One of my regulars I am afraid, I will correct it
Not only tax relief but also compelled to run pension schemes for everyone in your employment through the workplace pensions. I have long been furious that I am forced to participate in this gambling den with my pension schemes. There appears to be no down side for the investment manager but you are warned that the value of your pension can go down as well as up. Well, I don’t agree to that. If my hard earned cash is being directed this way, I would have it that there was no risk to this investment and that it accumulated as a pot for my retirement. I would have it that it is invested in the economy as a whole and paid out as a government pension. But apparently everything must be privatised and run for profit. And the finance industry appears to have this government in their pocket and this government do their bidding. I consider the whole arrangement corrupt. I believe the finance industry have bought this policy and it is enriching them at the expense of us. None of us will have adequate pensions to exist on when we retire because of this. The final salary pension schemes have been closed in most cases and we are only left in the private sector with money purchase schemes which never guarantee the same pension on retirement. What happens if climate change has a severe affect on the value of these companies? What happens if our supremacy over our planet and its resources starts to fail as we loose species after species, our crops fail, our satellites fail from lack of power, we have not made the switch to renewables we need to ……

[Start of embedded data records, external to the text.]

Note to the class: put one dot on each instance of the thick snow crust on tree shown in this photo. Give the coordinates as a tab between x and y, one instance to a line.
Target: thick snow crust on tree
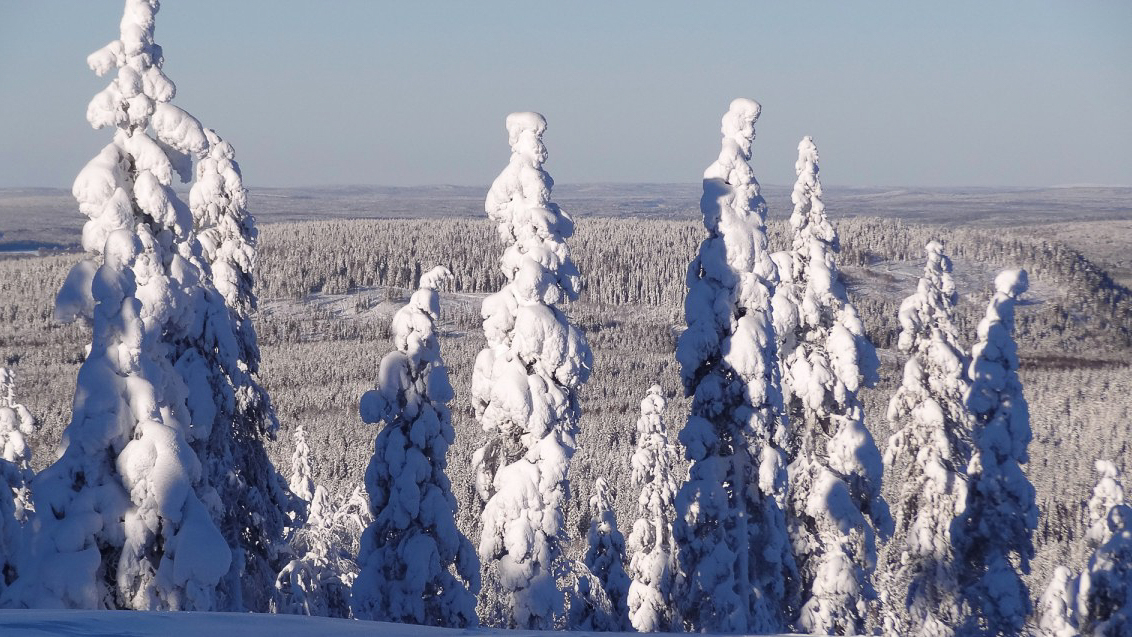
414	566
737	571
994	534
301	482
129	516
236	461
316	579
1098	601
601	594
16	424
651	545
1107	493
929	450
834	505
525	382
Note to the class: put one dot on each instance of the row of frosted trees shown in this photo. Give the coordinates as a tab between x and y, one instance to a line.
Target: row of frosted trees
164	498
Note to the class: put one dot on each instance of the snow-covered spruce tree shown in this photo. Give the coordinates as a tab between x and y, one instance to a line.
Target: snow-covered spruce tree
311	582
236	462
600	597
929	450
737	571
525	382
412	543
301	483
1098	602
1104	592
127	519
834	505
1057	607
1107	493
994	534
651	545
16	423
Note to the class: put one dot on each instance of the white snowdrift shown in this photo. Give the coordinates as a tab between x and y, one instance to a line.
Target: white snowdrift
137	623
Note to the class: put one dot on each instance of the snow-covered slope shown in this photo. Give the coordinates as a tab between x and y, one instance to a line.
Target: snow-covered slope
131	623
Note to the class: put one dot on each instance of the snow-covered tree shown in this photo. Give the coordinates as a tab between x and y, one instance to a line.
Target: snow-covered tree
1104	600
600	601
316	579
1098	602
651	545
994	534
410	551
834	505
1057	614
737	571
525	382
16	423
929	450
301	482
131	522
1107	493
233	455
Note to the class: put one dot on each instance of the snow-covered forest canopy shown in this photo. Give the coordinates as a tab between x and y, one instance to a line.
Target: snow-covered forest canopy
744	420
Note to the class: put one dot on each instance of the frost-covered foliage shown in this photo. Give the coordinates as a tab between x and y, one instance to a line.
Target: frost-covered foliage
301	482
994	534
1099	601
929	452
737	571
316	580
1057	614
128	516
525	384
605	560
834	506
414	566
1107	493
16	423
234	459
651	545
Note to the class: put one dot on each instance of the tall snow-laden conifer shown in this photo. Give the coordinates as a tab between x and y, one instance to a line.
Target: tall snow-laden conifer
994	534
929	449
236	462
738	574
411	549
301	482
651	545
16	423
128	511
834	505
601	593
525	382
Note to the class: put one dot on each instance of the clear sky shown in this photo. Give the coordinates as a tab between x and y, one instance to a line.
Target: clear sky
358	92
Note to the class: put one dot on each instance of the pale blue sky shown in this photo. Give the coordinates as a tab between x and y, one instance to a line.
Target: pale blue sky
379	93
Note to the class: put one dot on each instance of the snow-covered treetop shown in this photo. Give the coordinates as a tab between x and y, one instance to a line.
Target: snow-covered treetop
136	100
226	231
734	267
926	315
417	346
537	259
1107	493
994	364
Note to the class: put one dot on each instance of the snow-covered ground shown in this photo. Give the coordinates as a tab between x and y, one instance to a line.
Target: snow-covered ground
133	623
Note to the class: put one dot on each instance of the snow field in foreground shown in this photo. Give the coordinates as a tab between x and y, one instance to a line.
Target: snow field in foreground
137	623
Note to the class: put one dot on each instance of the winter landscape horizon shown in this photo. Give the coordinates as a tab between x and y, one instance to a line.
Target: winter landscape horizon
643	359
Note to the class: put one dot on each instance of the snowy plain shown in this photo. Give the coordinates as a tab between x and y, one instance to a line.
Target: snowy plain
130	623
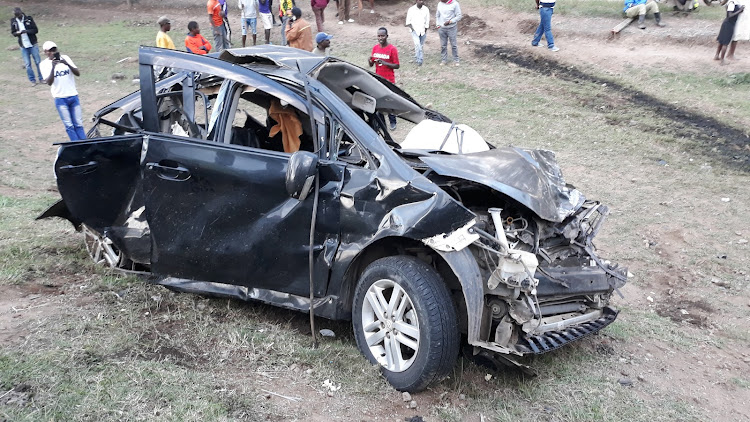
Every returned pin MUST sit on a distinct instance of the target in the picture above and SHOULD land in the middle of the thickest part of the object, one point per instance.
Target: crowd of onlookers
(58, 70)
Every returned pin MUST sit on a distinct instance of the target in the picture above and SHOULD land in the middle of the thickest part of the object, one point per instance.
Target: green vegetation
(113, 347)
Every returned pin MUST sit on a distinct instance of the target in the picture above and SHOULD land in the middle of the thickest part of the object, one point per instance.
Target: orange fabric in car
(288, 124)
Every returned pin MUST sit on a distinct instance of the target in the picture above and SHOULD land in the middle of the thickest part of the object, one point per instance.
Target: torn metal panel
(531, 177)
(326, 306)
(198, 194)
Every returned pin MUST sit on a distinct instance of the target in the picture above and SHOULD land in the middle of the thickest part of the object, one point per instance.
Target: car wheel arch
(458, 270)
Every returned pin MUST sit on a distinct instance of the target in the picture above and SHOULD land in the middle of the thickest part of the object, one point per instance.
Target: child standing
(727, 29)
(385, 58)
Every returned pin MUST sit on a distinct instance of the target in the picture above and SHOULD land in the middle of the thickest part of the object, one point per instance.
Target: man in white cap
(249, 18)
(323, 42)
(418, 20)
(57, 71)
(24, 28)
(163, 40)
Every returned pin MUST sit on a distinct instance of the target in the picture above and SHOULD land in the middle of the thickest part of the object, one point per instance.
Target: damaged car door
(218, 208)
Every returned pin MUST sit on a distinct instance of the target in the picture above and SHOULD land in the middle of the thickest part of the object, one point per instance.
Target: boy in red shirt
(194, 42)
(385, 57)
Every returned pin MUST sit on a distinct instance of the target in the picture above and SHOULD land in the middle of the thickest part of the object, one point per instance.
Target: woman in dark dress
(727, 29)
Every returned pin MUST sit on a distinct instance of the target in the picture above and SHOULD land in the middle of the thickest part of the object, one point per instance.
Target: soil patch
(679, 310)
(711, 137)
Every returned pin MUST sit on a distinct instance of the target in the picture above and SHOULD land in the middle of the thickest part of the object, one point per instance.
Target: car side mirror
(300, 174)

I am afraid the asset management industry is being “benchmarked” and “consulted” to death.
It’s a long and complex story but the outcome is that all our savings end up invested in the same basket of companies (the “index”) without any regard to the suitability of them as investments. If a company gets big enough it gets into the index and asset managers are forced to buy them.
How we get away from this system is tricky. My first job in finance was with an asset manager and I remember the first piece of advice I was given was “we are not trying to hit the cover off the ball, we just want to avoid getting fired… and collect our fees next year and the one after.” The pressure on everyone to conform is intense and very few will point out that the emperor is naked.
FWIW I do invest in some equities. I choose the companies I buy into carefully, my track record versus the index is dreadful. But, I expect the portfolio to meet my objectives – a steady income in old age. Time will tell.
So what should pension funds be investing their money in instead then?
Meeting the real needs of society
This is a difficult area. The first question is “Should the State have a say in how savings are invested?” I think this is a clear “yes” for three reasons.
(a) Savers need protection from fraudsters. – and this applies to all savings, not just pensions.
…specific to pensions…
(b) Tax advantages offered mean some obligation
(c) Tail risk. Ultimately, the State has to pick up the pieces if things go badly wrong.
So, how much “say”? I am not sure. Instinctively I am against too much State direction of investments but it is key to remember, if you don’t like the rules then don’t save in a pension scheme. What is clear to me is that there is a real need for investment in some areas where over several decades, the market has failed. Here, the State has a duty to do something… and if that means directing savings to specific projects that need doing then it should be considered.
This is key:
[B]ut it is key to remember, if you don’t like the rules then don’t save in a pension scheme.
So, the state can set whatever rules it likes and if people do not like them then they can save elsewhere. It really is that simple
“Savers need protection from fraudsters”.
This is why we need regulation. But regulation in the UK rarely works; whether in banking (Financial Services Authority); Building Regulation (Grenfell); Food (Department of Agriculture and Fisheries); Environment (National Rivers Authority); and so on, and on, and on. At the same time it is a standard media trope that the greatest problem in Britain is with “Red Tape”. Red Tape is acheap term that serves best fraudsters, becuase the use of the obsession is to strip out regulation; which makes life a great deal easier for fraudsters. The Failure happens with such punctilious regularity, like a washing machine on a cycle, that we really ought to ask a simple question: Why? But never do.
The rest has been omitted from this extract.